Client 9000 Client agent HTTP server.

Communication flow

graph LR
    subgraph Host
        FE[Frontend<br>:5173]
        BE[Backend<br>:8000]
        PG[(Postgres<br>:5757)]
        CO[Consul<br>:47528]
    end
    subgraph "GPU Node"
        AG[Client Agent<br>:9000]
        VL[vLLM Container<br>:port]
    end
    FE -->|API + WS| BE
    BE -->|SQL| PG
    BE -->|discovery| CO
    AG -->|register| CO
    BE -->|deploy/stop/status| AG
    AG -->|start/manage| VL
    User -->|dashboard| FE
    User -->|/v1 gateway| BE
    User -.->|direct| VL

Deployment lifecycle

A deployment moves through these states:

stateDiagram-v2
    [*] --> stopped
    stopped --> starting : deploy / restart
    starting --> loading : container running
    loading --> running : health check passes
    running --> stopping : stop requested
    running --> paused_ram : pause (warm cache)
    paused_ram --> running : resume / first request
    paused_ram --> stopping : stop requested
    stopping --> stopped : clean exit
    stopping --> stopped : duration expired
    running --> error : crash
    loading --> error : timeout / crash
    starting --> error : image pull fail
    error --> starting : restart
    error --> [*] : delete
    stopped --> [*] : delete

WebSocket events

The backend pushes live updates to the frontend over a single WebSocket connection (/ws). The frontend reconnects automatically on disconnect.

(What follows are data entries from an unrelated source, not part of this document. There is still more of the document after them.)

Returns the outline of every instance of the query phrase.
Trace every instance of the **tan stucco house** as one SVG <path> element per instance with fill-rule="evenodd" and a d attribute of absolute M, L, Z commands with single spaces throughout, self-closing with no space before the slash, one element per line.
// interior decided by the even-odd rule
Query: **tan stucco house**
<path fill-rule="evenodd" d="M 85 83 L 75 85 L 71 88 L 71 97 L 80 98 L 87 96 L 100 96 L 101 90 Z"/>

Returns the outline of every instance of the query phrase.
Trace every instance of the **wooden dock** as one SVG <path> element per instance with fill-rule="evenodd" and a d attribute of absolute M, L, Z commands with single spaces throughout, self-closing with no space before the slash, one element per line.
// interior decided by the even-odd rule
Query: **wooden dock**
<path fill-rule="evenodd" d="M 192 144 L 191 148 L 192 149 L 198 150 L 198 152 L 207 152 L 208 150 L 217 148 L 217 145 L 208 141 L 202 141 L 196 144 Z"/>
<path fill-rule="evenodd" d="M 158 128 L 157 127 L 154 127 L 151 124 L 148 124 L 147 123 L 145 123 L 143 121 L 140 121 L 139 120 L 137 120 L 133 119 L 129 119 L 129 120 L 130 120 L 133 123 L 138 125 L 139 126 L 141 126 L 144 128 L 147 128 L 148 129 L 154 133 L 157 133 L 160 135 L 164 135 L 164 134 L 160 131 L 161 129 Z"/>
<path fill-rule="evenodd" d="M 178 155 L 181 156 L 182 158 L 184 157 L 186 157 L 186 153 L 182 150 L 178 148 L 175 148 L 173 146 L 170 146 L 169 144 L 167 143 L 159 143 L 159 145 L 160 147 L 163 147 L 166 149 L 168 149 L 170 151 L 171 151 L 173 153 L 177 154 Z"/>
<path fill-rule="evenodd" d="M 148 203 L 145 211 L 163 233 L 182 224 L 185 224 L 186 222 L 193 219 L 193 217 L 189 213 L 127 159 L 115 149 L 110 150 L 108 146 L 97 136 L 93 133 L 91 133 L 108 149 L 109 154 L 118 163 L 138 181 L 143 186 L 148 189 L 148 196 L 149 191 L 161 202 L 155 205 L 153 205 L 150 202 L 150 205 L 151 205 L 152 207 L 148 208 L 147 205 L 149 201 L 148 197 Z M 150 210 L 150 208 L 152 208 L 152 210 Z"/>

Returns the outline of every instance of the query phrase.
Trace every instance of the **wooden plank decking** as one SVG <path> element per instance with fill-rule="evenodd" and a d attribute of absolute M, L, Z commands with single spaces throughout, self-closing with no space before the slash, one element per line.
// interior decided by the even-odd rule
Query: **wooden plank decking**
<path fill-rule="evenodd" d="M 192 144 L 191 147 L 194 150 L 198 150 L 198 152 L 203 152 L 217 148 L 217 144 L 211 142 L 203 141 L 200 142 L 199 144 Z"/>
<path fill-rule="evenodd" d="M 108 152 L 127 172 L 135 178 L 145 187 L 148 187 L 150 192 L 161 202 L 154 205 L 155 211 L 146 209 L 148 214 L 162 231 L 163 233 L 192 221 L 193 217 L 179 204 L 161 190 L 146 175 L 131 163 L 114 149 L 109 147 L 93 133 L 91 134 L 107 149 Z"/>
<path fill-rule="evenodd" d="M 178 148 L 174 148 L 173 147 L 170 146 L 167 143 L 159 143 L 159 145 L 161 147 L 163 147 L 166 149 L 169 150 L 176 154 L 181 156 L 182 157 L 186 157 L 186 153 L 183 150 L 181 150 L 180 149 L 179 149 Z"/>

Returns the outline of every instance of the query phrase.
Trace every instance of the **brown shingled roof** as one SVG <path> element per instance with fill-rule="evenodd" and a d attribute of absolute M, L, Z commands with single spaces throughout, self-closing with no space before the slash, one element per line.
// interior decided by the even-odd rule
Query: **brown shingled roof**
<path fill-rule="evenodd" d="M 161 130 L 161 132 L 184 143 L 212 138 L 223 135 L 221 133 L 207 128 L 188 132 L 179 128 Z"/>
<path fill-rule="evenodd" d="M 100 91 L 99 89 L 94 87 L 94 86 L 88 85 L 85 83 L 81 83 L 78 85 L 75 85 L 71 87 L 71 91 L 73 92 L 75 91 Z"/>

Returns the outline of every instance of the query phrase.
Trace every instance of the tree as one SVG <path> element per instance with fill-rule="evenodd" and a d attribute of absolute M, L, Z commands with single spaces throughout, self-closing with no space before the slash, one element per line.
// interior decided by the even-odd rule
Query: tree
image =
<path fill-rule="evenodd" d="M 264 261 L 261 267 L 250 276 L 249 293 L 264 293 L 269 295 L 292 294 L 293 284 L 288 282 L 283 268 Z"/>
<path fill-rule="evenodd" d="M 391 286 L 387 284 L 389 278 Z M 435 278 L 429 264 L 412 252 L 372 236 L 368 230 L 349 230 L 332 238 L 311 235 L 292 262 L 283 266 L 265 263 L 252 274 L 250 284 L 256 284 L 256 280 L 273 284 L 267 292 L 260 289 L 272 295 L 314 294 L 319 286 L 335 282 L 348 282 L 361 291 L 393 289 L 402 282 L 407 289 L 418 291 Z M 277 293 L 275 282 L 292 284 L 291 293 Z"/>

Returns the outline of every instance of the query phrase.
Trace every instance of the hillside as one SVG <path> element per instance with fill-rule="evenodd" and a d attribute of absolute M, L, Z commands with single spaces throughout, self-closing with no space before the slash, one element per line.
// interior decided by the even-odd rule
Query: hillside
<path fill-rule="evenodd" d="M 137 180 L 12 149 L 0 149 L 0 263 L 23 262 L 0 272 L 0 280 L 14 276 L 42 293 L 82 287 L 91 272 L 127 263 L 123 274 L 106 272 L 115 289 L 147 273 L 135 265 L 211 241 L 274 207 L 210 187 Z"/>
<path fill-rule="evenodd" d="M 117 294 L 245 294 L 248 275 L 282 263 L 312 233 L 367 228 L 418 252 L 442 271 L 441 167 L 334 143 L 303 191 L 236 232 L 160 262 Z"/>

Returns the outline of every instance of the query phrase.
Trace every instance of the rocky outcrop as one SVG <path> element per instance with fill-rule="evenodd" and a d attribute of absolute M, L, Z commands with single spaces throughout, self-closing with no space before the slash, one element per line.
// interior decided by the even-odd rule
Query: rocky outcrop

Message format:

Event type Trigger Payload
deployments_changed Any deployment status change, create, delete, or settings update {"type": "deployments_changed"}
nodes_changed Node status, metrics, or configuration update {"type": "nodes_changed"}
settings_changed Runtime settings updated via the Settings dialog {"type": "settings_changed"}
api_keys_changed API key created, updated, or deleted {"type": "api_keys_changed"}

The frontend uses these events to invalidate its React Query caches and re-fetch the affected data, keeping the dashboard in sync across multiple browser tabs without polling.